A workspace booking marketplace needed to simultaneously serve two audiences: remote professionals looking for space, and space owners looking for bookings. One design had to win both.
Role
Web Designer
UI Design · UX · Development
Timeline
5 Weeks
Concept through delivery
Scope
Marketplace website
Design · Build · Launch
Tools
Figma
HTML · CSS · JavaScript
The Challenge
Marketplaces are hard to launch because both sides need to see value before committing. Freelancers won't join if there aren't spaces. Space owners won't list if there aren't bookings. The homepage had to sell both simultaneously, without feeling fragmented.
The Gap
Most marketplace homepages choose a side and build for it, leaving the other half of the equation to figure it out alone. A workspace booking site that only speaks to renters loses space owners. One that leads with 'list your space' loses the demand side. Neither converts effectively.
The Brief
Design a two-sided marketplace homepage that converts both demand (professionals seeking space) and supply (space owners seeking bookings) from a single scroll, without either audience feeling overlooked.
Research & Discovery
I audited four workspace and flexible office players to understand how they navigate the two-sided marketplace problem: attracting both professionals who need space and hosts who supply it.
WeWork
Strong brand recognition and premium positioning. But WeWork operates company-owned spaces, not a peer-to-peer model. The supply side is internal, so the two-sided marketplace tension simply doesn't exist for them.
Regus / IWG
Enterprise-focused flexible office network with strong location coverage. The homepage leads with location search, which works for the demand side, but the brand feels transactional rather than community-driven.
Coworker.com
A directory model that lists spaces but doesn't fully own the booking experience. The design is functional but generic: search, click, contact. No trust-building for hosts and no urgency signals for renters.
Breather
Focused on short-term meeting rooms with a clean booking experience. Supply is company-controlled. Well-designed but narrow in scope: no peer-to-peer supply mechanism means hosts with underused desk space have no path in.

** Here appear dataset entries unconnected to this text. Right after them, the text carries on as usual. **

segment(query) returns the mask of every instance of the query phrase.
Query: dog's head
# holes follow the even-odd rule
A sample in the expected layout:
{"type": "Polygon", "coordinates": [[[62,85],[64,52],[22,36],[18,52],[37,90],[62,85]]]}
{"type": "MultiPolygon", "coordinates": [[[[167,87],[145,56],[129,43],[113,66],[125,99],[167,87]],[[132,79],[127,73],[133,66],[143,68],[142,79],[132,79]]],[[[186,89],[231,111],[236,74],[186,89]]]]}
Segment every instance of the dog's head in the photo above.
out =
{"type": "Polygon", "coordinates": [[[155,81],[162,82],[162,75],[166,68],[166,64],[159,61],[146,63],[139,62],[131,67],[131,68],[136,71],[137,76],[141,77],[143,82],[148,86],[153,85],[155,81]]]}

| Criteria | WeWork | Regus | Coworker.com | Twimyo |
|---|---|---|---|---|
| Two-sided marketplace | No | No | Partial | Yes |
| Host acquisition CTA | No | No | Partial | Yes |
| Search-first demand UX | Yes | Yes | Yes | Yes |
Design
Search-First Hero
The hero leads with action: a location field, start date, and end date, before any marketing copy is read. Users arrive and immediately begin the booking journey, not a reading journey.
Top-Rated Space Cards
Six curated workspace cards, each with a photo, name, location, star rating, daily price, and amenity tags (WiFi, Coffee, Meeting Rooms). Real data, real trust, real reason to click "Book Now."
Dual-Sided CTAs
The demand-side experience runs the full page. Then, a warm coral section asks: "Have a Desk to Share?," a separate CTA for hosts, cleanly separated so neither audience feels interrupted by the other's journey.
Process
01
Mapping both user journeys before a pixel was placed. The demand side (find a space) needed to feel instant and trustworthy. The supply side (list a space) needed to feel lucrative and simple. Same page, different emotional arcs.
02
Location autocomplete, date range picker, and smart filters designed to make the search feel as fast as it is. Easy Search, Global Network, Flexible Booking, and Verified Spaces as trust pillars beneath the hero.
03
Three user testimonials from a digital nomad, a freelance designer, and a startup founder, each representing a core segment. Popular European destinations as a trust map of where the platform operates.
04
The host acquisition section designed with its own visual identity (coral on dark), clearly separated from the demand-side experience. A footer with full platform links, support, and contact to close the trust loop.
Results
314+
Spaces listed and displayed through the marketplace with verified amenities and transparent pricing
7
European cities in the popular destinations grid: Paris, London, Berlin, Barcelona, Dublin, Prague, Lisbon
Delivered
Completed and delivered, both sides of the marketplace activated from a single, intentional homepage
Twimyo now has a homepage that does what no generic marketplace template could, speaking directly to freelancers who need a desk today, and to the office owners who want them to find it. One page, two audiences, one clear goal: a booking made.